Ce pieux compagnon disait de lui-même sans aucune vantardise:

« Par Dieu, rien n’a été révélé dans le Coran sans que je n’en sache les raisons. Et personne n’en connaît plus que moi sur l’interprétation. S’il me parvenait que quelqu’un d’autre soit plus savant que moi dans le Livre de Dieu mais vers lequel on ne peut aller qu’à dos de chameau, je n’hésiterais pas à partir à sa rencontre, sans prétendre être meilleur que vous.»

Nous avons vu plus haut combien le Messager de Dieu aimait et estimait Ibn Mas’ûd dont le corps chétif et fragile cachait une foi fervente et passionnée.

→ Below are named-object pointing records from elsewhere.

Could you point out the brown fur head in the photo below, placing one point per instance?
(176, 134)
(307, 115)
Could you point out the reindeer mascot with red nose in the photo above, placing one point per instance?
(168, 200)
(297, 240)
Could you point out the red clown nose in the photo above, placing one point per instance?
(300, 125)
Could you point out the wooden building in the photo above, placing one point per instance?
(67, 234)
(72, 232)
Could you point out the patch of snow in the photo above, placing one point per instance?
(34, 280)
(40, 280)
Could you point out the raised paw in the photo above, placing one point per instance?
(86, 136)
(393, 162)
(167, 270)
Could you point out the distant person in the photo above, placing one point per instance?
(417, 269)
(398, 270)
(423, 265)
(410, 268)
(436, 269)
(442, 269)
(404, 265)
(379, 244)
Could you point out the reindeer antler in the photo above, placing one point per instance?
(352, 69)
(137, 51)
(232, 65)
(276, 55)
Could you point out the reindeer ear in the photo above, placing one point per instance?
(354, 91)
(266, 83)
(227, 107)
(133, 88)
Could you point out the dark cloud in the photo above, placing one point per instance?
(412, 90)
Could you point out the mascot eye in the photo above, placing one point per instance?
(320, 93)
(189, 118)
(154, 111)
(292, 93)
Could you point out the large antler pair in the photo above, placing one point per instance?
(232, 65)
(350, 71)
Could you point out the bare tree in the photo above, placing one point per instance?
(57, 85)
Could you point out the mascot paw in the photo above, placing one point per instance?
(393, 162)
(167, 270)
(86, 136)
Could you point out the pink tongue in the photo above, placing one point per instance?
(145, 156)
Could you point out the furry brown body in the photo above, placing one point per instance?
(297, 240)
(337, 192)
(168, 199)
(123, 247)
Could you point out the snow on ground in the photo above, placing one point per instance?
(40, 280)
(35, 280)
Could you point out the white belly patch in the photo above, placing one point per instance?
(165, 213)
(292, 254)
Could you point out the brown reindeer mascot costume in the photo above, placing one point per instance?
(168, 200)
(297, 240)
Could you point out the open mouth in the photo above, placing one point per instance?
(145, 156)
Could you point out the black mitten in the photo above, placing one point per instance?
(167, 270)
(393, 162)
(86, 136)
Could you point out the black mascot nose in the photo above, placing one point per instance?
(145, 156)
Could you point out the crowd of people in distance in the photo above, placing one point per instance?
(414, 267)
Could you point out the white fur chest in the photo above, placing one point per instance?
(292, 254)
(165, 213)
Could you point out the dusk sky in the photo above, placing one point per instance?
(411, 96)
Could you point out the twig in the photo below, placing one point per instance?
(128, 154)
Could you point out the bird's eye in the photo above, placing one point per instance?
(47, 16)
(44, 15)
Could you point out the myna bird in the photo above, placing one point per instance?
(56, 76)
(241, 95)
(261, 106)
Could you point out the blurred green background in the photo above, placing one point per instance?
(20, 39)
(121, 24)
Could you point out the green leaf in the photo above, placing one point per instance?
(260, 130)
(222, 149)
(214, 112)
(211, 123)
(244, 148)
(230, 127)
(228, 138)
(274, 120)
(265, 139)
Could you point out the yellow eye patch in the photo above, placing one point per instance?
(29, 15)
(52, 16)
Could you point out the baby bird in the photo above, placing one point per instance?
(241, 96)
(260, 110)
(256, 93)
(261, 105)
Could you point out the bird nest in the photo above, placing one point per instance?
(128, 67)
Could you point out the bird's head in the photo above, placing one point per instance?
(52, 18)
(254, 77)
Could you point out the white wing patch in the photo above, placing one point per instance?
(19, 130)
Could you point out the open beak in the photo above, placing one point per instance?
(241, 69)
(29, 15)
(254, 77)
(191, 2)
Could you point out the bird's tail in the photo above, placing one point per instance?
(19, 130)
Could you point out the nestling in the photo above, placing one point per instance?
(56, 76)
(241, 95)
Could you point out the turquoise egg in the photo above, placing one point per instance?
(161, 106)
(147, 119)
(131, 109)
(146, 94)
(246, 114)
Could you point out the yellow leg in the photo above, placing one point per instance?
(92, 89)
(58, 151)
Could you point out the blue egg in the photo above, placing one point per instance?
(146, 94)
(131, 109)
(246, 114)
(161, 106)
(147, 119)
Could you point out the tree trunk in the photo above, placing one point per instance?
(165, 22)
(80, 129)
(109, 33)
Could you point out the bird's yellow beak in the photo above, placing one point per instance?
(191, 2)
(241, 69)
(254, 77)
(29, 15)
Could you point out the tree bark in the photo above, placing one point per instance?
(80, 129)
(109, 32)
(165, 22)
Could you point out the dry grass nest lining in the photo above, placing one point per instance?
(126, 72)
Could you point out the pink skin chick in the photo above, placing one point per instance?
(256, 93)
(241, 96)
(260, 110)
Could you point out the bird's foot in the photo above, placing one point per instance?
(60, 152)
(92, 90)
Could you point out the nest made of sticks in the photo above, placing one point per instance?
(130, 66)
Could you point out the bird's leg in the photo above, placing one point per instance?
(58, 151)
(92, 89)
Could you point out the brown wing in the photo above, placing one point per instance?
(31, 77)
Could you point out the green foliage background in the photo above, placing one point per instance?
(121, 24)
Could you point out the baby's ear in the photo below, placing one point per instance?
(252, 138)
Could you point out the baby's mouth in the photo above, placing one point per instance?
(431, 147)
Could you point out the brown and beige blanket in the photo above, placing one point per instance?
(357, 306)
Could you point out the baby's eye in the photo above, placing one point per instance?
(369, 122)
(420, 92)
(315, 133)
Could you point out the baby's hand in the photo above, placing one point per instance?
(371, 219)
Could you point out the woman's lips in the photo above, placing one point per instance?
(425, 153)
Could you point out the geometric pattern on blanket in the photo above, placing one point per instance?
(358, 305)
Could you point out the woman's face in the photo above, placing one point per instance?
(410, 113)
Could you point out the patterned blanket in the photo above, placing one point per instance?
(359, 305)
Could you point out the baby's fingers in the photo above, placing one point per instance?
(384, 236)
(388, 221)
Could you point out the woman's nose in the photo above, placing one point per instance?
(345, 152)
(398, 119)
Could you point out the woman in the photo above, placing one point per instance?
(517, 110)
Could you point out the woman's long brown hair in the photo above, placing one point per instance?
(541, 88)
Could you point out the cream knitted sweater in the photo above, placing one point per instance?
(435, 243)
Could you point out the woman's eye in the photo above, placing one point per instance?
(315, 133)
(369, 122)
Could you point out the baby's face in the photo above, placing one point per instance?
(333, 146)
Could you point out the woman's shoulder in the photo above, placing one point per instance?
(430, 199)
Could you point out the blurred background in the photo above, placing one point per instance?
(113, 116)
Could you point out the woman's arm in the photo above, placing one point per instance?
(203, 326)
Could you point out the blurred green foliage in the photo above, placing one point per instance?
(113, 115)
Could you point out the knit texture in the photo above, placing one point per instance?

Un jour, il monta sur un arbre pour apporter un bâton d’arak au Messager de Dieu. Les compagnons s'aperçurent de la minceur de ses jambes et se mirent à rire. Le Prophète leur dit alors : « Vous vous étonnez de la minceur des jambes d’Ibn Mas‘ûd ? Par Dieu, elles pèseront plus lourd dans la balance de Dieu que la montagne d'Uhud le jour de la Résurrection. » Le Messager de Dieu savait de quoi il parlait en faisant l’éloge de son compagnon. La foi, le courage et la sagesse de cet homme étaient exceptionnels. Une fois devenu musulman, l’ancien berger s’était transformé en un pasteur d’âmes qu’il guidait, par sa science et sa sagesse, sur la voie de Dieu. Il fut, nous dit-on, le premier croyant à oser proclamer à la face des négateurs les vérités de la Révélation :

Les musulmans, fort peu nombreux en ces débuts de la révélation, essayèrent de le dissuader en lui rappelant qu’il n'avait pas derrière lui de clan en mesure de le défendre contre la réaction violente des négateurs. Mais il leur répondit imperturbable: « Laissez-moi y aller. Dieu est avec moi. Il me protégera. » Et il partit vers le parvis de la Ka’ba où se réunissaient habituellement les dignitaires qurayshites. Arrivé devant la station d’Ibrâhîm, il commença à réciter à haute voix le début de la sourate Le Miséricordieux. Les qurayshites le regardèrent étonnés puis, ayant compris ce qu’il disait, ils sautèrent sur lui et se mirent à le battre en s’acharnant sur lui. Ce n’est qu’avec peine qu’il put s’arracher de leurs mains. Le visage ensanglanté, il revint vers les compagnons qui lui dirent : « C’est pour cela que nous avons craint pour toi. » Il leur répondit: « Par Dieu, je ne les crains pas aujourd’hui comme hier. Et si vous voulez que je refasse demain le même geste, je suis prêt à le refaire. » Ils lui rétorquèrent :  « Non! Ce que tu as fait est déjà beaucoup. Tu leur as fait entendre ce qu’ils abhorrent.»

 

Ce courage et cette bravoure, notre illustre compagnon en fera preuve dans toutes les batailles menées contre les païens qui voulaient éteindre la lumière de l’islam. Que ce soit à Badr, à Uhud, à la bataille des tranchées, à Tabûk, à Hunayn, avec le Messager de Dieu ou lors des glorieuses conquêtes en Perse, en Irak et en Syrie, sous les califats d’Abû Bakr et de ‘Umar , il était toujours aux premières lignes, cherchant la voie du martyr. A Badr, surtout, il eut un comportement particulièrement héroïque en prenant part à la mise hors d’état de nuire du plus acharné des ennemis de l’islam : Abû Jahl.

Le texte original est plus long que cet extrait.